Heike Zitzer monitors the perambulating pachyderms – a role she has played for the past nine years. She can identify each elephant by a nick or tear in an ear, a scar, the shape of its tusks. She also meticulously records scientific findings on their movements, foraging and behavioural patterns on a daily basis
Zitzer, 46, who studied nature conservation, is also studying the impact of vasectomy (surgical male sterilisation) on elephants.
“It is the only such longterm study in the world,” she says. “In the medium-term, there has been no change in the behaviour of the seven Pongola Game Reserve males that were vasectomised in 2008.
“Nor have the six elephants which have been placed on the contraceptive GNRH recently, via darting, shown any major behavioural changes yet. These bulls are still ‘mating’, blithely unaware they don’t stand a chance (of siring a calf).
Zitzer is particularly interested in how the females ultimately respond. “Will they work out that something is wrong? Will they realise that though the dominant bulls are mounting them, there is a decline in the number of babies? Will they start mating with the younger males? I am monitoring to see if there is a change in the attitudes of both sexes; the intervals between calving; and whether the females will come into oestrus more frequently.”
Zitzer goes into Swaziland for a week each month to check on the group, who have chosen to remain there, while others have moved on. As she relates the story of the arrival of two groups, known as the Family Herd, she digs deep into a veritable mine of information on elephants, much of it based on associated scientific studies using telemetery (transmission of electronic data). The elephants were translocated from Kruger to Pongola Game Reserve as a fully functioning group with a matriarch, in 1997. As a result of culling in Kruger, the Orphan Herd (a teenage elephant bond group without a matriarch or older elephants to mentor them) were also translocated to Pongola Game Reserve.
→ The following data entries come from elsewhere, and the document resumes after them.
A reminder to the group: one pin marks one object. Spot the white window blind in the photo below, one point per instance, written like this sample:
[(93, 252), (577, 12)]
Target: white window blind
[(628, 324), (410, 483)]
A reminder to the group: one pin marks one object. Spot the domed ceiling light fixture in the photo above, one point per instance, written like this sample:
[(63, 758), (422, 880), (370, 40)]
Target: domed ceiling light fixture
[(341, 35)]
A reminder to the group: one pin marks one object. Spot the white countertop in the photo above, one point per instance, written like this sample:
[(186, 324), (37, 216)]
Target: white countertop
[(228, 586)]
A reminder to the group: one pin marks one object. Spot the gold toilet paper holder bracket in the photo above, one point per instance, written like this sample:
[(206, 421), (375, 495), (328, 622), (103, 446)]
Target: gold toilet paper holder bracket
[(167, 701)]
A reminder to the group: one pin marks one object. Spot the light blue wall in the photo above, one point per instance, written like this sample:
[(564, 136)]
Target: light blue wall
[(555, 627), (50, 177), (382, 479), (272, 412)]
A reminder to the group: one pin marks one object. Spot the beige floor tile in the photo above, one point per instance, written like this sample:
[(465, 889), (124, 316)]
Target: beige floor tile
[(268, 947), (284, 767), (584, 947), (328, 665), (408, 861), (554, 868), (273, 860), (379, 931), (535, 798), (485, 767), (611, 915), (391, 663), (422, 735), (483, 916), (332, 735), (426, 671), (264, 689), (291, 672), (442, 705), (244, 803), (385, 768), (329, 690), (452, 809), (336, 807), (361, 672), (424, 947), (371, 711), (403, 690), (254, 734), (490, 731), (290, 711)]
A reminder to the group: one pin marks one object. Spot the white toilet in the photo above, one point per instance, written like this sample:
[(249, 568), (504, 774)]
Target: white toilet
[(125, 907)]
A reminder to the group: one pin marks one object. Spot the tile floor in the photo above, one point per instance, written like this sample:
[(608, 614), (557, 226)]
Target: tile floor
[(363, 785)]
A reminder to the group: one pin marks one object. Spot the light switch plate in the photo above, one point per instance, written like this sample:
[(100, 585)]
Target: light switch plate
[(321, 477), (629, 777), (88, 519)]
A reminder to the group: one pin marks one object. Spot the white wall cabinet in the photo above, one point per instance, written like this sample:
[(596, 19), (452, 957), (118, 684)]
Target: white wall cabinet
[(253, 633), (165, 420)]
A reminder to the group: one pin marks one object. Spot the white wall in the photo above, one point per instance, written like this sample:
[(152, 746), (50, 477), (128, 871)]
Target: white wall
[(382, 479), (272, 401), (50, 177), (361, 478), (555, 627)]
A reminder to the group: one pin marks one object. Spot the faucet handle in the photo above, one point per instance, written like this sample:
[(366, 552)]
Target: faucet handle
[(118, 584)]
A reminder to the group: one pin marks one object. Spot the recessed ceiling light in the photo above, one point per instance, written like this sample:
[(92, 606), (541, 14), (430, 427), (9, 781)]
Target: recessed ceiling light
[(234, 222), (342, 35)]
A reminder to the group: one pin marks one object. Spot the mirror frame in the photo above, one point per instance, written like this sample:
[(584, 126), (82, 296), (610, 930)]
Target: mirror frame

In 2000, Ngani, already living on the Pongola Game Reserve, wandered out using the underpass beneath the N2 and found his way to Milimani Game Sanctuary (now Somkhanda Game Reserve) about 50km away, where he linked up with the four females and one male of the Orphan Herd.
“When Ngani returned to Pongola Game Reserve, these orphans followed him,” says Zitzer, whose scientific work underpins the vision of Space for Elephants.
At the centre of the vision of elephants being able to move from one area to another is the active participation and empowerment of people living adjacent to the corridor areas through the creation of interrelated small businesses.